Les pas de géant de l’AES

La Confédération des Etats du Sahel (AES) entame sa troisième année d’existence, alors que ses détracteurs ne pariaient pas un sou sur sa survie. Sous la forme d’une alliance au départ, avant son passage au statut de Confédération, cette jeune organisation est née de la volonté du Burkina, du Niger et du Mali, de mutualiser leurs forces pour lutter contre le terrorisme et promouvoir un espace socioéconomique commun prospère. S’ils se sont engagés à libérer totalement leurs pays de l’hydre terroriste et à en faire des havres de paix, les Présidents Ibrahim Traoré, Abdourahamane Tiani et Assimi Goïta sont encore plus déterminés à conquérir la souveraineté de leurs Etats.

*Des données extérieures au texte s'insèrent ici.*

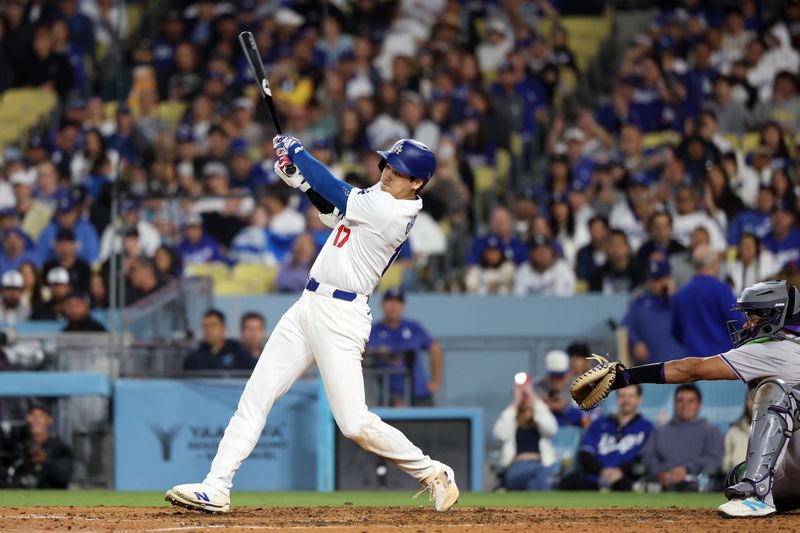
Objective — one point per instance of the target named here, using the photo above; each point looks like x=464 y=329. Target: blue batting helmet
x=410 y=157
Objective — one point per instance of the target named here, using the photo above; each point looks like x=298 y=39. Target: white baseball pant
x=333 y=333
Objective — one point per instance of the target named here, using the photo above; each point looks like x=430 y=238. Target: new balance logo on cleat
x=755 y=505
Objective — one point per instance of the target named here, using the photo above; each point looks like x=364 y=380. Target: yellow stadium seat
x=660 y=138
x=171 y=112
x=392 y=278
x=216 y=271
x=749 y=142
x=258 y=278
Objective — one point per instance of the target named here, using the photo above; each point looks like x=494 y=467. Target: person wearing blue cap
x=13 y=253
x=397 y=342
x=68 y=216
x=649 y=317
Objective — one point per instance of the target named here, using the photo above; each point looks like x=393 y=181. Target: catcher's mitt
x=592 y=387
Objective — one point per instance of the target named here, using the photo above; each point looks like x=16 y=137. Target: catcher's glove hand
x=592 y=387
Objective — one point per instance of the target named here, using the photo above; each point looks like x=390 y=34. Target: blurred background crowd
x=550 y=181
x=656 y=158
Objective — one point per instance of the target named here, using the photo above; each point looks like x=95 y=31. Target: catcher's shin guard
x=774 y=407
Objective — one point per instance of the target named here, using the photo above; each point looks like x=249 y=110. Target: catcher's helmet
x=773 y=302
x=411 y=158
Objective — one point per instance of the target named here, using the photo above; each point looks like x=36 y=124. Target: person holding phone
x=525 y=428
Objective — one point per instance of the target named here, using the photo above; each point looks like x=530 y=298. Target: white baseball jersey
x=761 y=360
x=367 y=240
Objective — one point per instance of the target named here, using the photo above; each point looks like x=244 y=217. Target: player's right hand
x=282 y=165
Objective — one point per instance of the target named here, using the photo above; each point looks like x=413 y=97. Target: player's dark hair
x=215 y=313
x=690 y=387
x=657 y=214
x=252 y=315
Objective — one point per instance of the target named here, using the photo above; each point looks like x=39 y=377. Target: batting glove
x=288 y=143
x=292 y=179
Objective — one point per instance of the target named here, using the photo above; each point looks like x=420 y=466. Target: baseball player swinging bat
x=766 y=356
x=331 y=322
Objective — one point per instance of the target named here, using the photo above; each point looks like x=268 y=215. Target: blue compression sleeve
x=321 y=179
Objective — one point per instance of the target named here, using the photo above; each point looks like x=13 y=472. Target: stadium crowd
x=656 y=171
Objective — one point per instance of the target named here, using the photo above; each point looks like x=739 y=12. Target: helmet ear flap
x=793 y=307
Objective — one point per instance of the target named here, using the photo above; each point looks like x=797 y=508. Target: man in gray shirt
x=686 y=446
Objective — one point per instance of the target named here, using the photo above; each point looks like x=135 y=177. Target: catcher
x=766 y=356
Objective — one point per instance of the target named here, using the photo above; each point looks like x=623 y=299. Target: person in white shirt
x=330 y=324
x=544 y=274
x=753 y=263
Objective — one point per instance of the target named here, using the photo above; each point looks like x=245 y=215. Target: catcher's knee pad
x=774 y=411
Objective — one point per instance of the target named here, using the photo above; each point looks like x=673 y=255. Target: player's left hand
x=283 y=165
x=291 y=144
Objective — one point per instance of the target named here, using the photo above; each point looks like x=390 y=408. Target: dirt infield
x=377 y=519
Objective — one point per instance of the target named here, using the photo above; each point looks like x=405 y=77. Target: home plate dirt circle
x=378 y=519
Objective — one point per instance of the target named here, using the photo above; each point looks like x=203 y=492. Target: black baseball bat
x=250 y=49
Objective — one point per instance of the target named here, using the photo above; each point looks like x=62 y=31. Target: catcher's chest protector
x=775 y=411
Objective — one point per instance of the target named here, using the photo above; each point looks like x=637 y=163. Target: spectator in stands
x=149 y=238
x=649 y=317
x=752 y=264
x=578 y=362
x=593 y=256
x=620 y=273
x=784 y=239
x=544 y=274
x=702 y=308
x=33 y=214
x=285 y=223
x=77 y=312
x=58 y=283
x=13 y=309
x=784 y=104
x=554 y=390
x=45 y=67
x=738 y=436
x=681 y=263
x=294 y=271
x=196 y=246
x=731 y=113
x=98 y=291
x=252 y=244
x=756 y=221
x=397 y=342
x=216 y=352
x=168 y=264
x=500 y=227
x=46 y=461
x=14 y=253
x=686 y=446
x=659 y=226
x=524 y=428
x=253 y=332
x=68 y=216
x=143 y=279
x=67 y=258
x=494 y=274
x=688 y=216
x=610 y=451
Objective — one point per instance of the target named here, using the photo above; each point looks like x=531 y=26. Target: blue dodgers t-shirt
x=407 y=336
x=613 y=445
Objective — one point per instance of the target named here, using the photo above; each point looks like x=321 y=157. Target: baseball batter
x=766 y=356
x=331 y=322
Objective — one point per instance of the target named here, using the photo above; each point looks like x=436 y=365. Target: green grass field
x=87 y=498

Ces dirigeants, dont le patriotisme et le courage séduisent au-delà des frontières de l’AES, ont décidé de bousculer l’ordre établi et d’assumer la trajectoire empruntée, peu importe le prix à payer. En tournant le dos à la France, puissance occidentale qui a longtemps gardé la mainmise sur ses anciennes colonies, les Etats de l’AES ont donné un signal fort aux impérialistes et à leurs relais sur le continent. Il n’est plus question de maintenir leurs pays dans les chaines du néocolonialisme, mais de les mettre sur le chemin de l’émancipation vraie et du développement endogène. En l’espace de deux ans, l’AES, qui fait permanemment l’objet d’une campagne de déstabilisation et de désinformation à cause de ses choix souverains, a fait des progrès remarquables. Dans les domaines de la lutte contre le terrorisme, de la politique, de la diplomatie, de l’économie, des finances, de la culture, pour ne citer que ceux-ci, les pays de l’AES témoignent d’une coopération savamment planifiée et fructueuse qui se mesure à l’aune de nombreuses avancées.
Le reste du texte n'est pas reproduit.